Seit Juni liegen zahlreichen Gerichten Klagen wegen Überwachung vor – unter anderem eine der Bürgerrechtsgruppe ACLU (American Civil Liberties Union).

Der Mann, der den Bundesrichter eingeschaltet hatte, der jetzt sein Urteil vorlegte, ist ein politisch weit rechts stehender Anwalt. Larry Klayman hat unter Präsident Ronald Reagan im Justizministerium gearbeitet und seither mehrfach versucht, selbst eine politische Karriere in der Republikanischen Partei zu machen. Die Klage „Klayman gegen Obama“ wegen der Meta-Daten-Schnüffelei liegt seit Juni vor. Zuvor hat Klayman als Anwalt verschiedene andere Klagen gegen die Obama-Regierung vertreten. Ein Klayman-Mandant aus Florida bestreitet, dass der Präsident ein gebürtiger US-Amerikaner ist. Andere Klayman-Mandanten sind Angehörige der Navy Seals, die an der Tötung von Osama bin Laden beteiligt waren. Sie klagen gegen die US-Regierung, weil diese sie mit der Enthüllung ihrer Identität in Gefahr gebracht habe.

Bundesrichter Leon, der sich jetzt gegen die Überwachungspraxis der NSA stellt, die unter Expräsident George W. Bush eingeführt wurde, ist selbst von Bush in sein Amt befördert worden. Eine der ersten positiven Reaktionen auf sein Urteil kam von dem demokratischen Senator Mark Udall aus Colorado. Udall, einer der wenigen NSA-KritikerInnen im Kongress, möchte, dass die Abgeordneten die NSA dazu zwingen, sich „mit Terroristen und Spionen“ statt mit „unschuldigen Amerikanern“ zu befassen.

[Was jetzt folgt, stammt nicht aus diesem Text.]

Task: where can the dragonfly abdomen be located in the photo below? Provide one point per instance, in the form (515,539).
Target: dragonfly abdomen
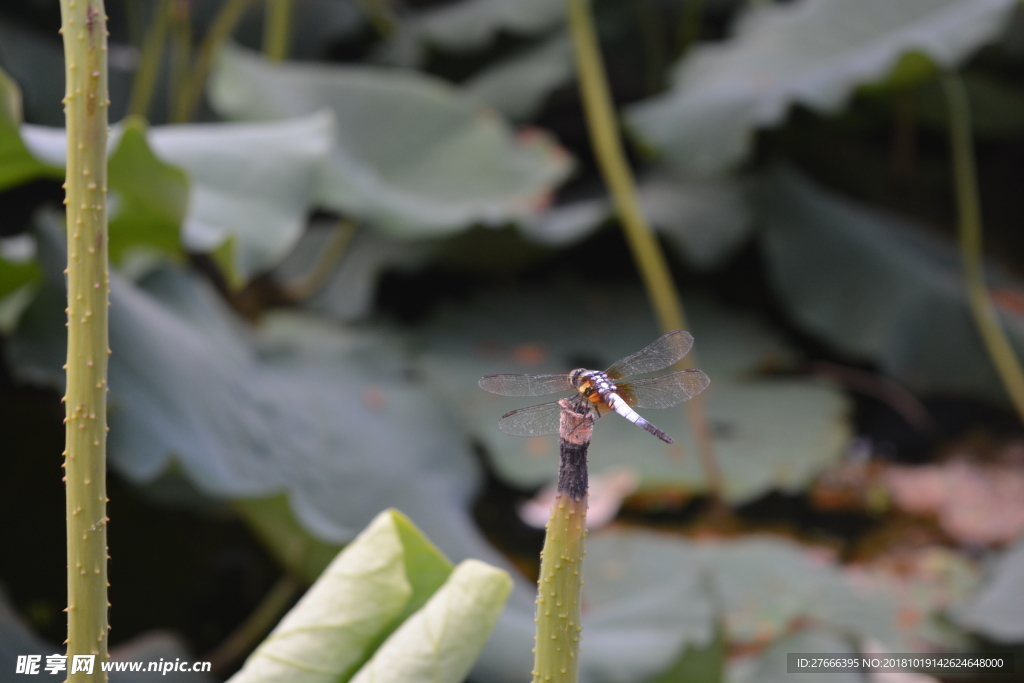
(619,406)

Das Urteil kam am Tag, bevor US-Präsident Barack Obama am Dienstag die ChefInnen von großen IT-Konzernen wie Apple, Google, Twitter, Microsoft und Facebook im Weißen Haus zu einem länger angesetzten Termin empfing, bei dem es um die künftige Erfassung privater Daten gehen sollte. In einem Brief an Obama hatten einige IT-ManagerInnen in der vergangenen Woche „radikale Veränderungen“ als Folge der Snowden-Enthüllungen verlangt.